Conclusion: Over a median follow-up of 3.5 y, PON demonstrated a manageable long-term safety profile in RW clinical practice among pts intolerant to previous TKIs. Median PON duration was 3.1 y, which allowed long-term maintenance or achievement of MR3 and DMR in 94% of evaluable pts, with high PFS and OS rates at 3 y. Results suggest dose optimization during tx represents a key strategy for disease management in this subgroup.

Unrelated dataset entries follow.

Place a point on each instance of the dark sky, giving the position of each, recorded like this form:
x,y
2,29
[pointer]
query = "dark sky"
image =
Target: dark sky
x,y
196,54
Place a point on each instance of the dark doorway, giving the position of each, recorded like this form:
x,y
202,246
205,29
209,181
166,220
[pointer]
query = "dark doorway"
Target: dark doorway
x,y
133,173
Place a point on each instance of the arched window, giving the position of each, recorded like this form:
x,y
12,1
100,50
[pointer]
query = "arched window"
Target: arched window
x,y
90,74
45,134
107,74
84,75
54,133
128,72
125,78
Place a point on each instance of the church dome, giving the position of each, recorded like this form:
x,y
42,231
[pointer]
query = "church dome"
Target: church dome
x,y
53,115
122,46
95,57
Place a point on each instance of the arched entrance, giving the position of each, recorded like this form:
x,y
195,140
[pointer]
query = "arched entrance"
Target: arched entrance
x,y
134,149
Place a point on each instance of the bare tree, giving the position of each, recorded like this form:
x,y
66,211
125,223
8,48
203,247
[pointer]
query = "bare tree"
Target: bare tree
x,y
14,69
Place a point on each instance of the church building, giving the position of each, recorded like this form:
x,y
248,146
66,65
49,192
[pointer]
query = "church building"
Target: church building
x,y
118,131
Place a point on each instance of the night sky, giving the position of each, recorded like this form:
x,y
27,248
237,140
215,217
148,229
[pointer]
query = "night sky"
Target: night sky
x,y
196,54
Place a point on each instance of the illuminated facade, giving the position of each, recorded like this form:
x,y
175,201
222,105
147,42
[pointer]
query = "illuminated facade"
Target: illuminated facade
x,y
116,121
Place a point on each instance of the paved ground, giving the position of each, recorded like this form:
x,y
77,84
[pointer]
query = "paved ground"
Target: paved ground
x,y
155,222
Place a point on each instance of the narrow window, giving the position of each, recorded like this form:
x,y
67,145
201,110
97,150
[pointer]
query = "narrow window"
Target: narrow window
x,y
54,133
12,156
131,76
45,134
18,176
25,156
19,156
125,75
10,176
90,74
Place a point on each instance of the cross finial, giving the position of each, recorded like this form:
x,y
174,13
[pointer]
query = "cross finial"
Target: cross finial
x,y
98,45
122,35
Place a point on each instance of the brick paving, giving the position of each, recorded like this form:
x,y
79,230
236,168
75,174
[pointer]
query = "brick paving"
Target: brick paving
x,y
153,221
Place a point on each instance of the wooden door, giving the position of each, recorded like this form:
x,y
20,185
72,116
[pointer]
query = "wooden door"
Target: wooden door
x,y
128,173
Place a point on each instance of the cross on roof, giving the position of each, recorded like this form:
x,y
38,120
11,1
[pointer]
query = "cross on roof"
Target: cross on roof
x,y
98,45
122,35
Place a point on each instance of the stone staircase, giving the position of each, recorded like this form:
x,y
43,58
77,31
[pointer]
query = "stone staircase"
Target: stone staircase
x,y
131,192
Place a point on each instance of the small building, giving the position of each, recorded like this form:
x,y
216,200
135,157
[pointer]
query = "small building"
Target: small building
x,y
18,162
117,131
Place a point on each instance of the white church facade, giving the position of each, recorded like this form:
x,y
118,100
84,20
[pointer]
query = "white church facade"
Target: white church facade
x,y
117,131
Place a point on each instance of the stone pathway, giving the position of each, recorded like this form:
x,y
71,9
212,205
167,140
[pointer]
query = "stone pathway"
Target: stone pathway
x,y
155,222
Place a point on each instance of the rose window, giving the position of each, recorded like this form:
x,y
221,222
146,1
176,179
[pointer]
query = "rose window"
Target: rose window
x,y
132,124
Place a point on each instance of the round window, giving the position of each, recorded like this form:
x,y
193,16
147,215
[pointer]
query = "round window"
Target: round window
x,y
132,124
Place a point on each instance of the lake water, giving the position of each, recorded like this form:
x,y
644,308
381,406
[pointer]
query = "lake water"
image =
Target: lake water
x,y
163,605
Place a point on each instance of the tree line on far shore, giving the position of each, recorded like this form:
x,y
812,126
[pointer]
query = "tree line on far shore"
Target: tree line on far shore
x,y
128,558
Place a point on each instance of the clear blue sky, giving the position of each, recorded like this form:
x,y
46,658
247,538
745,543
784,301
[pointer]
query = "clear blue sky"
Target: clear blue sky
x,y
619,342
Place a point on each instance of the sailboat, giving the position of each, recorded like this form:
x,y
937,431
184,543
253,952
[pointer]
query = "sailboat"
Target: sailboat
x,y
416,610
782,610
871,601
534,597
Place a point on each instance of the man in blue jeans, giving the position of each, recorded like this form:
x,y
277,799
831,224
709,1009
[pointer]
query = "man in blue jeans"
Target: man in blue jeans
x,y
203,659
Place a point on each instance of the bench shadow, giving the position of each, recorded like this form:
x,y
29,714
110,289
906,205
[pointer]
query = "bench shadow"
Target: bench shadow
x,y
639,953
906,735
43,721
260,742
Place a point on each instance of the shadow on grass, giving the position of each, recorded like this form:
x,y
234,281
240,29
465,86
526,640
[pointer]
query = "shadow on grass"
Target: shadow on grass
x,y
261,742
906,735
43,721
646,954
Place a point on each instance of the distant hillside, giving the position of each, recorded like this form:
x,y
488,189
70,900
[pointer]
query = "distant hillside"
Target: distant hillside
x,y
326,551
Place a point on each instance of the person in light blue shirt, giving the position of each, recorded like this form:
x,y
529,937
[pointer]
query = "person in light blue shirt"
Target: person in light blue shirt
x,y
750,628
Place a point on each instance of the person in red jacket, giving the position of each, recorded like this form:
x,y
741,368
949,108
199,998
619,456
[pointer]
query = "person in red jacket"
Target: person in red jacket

Disclosures: Breccia: Novartis: Honoraria; Incyte: Honoraria; Pfizer: Honoraria; Abbvie: Honoraria; AOP: Honoraria; BMS: Honoraria; GSK: Honoraria. Iurlo: Novartis: Consultancy, Honoraria; GSK: Consultancy, Honoraria; BMS: Consultancy, Honoraria; AOP: Consultancy, Honoraria; Pfizer: Consultancy, Honoraria; Incyte: Consultancy, Honoraria. Pane: GSK Incyte Amgen BMS Janssen Jazz Novartis Pfizer: Speakers Bureau; GSK Incyte: Consultancy. Cerrano: Novartis: Honoraria, Membership on an entity's Board of Directors or advisory committees; Servier: Honoraria, Other: Educational activity ; Pfizer: Other: travel support; Otsuka: Other: Educational activity ; Jazz: Other: Educational activity ; Janssen: Other: Educational activity ; Astellas: Other: Educational activity ; Abbvie: Honoraria, Other: Educational activity ; Italfarmaco: Honoraria, Membership on an entity's Board of Directors or advisory committees; Incyte: Honoraria, Membership on an entity's Board of Directors or advisory committees; Amgen: Honoraria, Membership on an entity's Board of Directors or advisory committees. Piciocchi: Abbvie: Honoraria; Amgen: Honoraria; Gedeon Richter: Honoraria; Janssen: Honoraria; Pharming: Honoraria; Takeda: Honoraria. Tringali: Incyte Corporation: Current Employment, Current equity holder in publicly-traded company.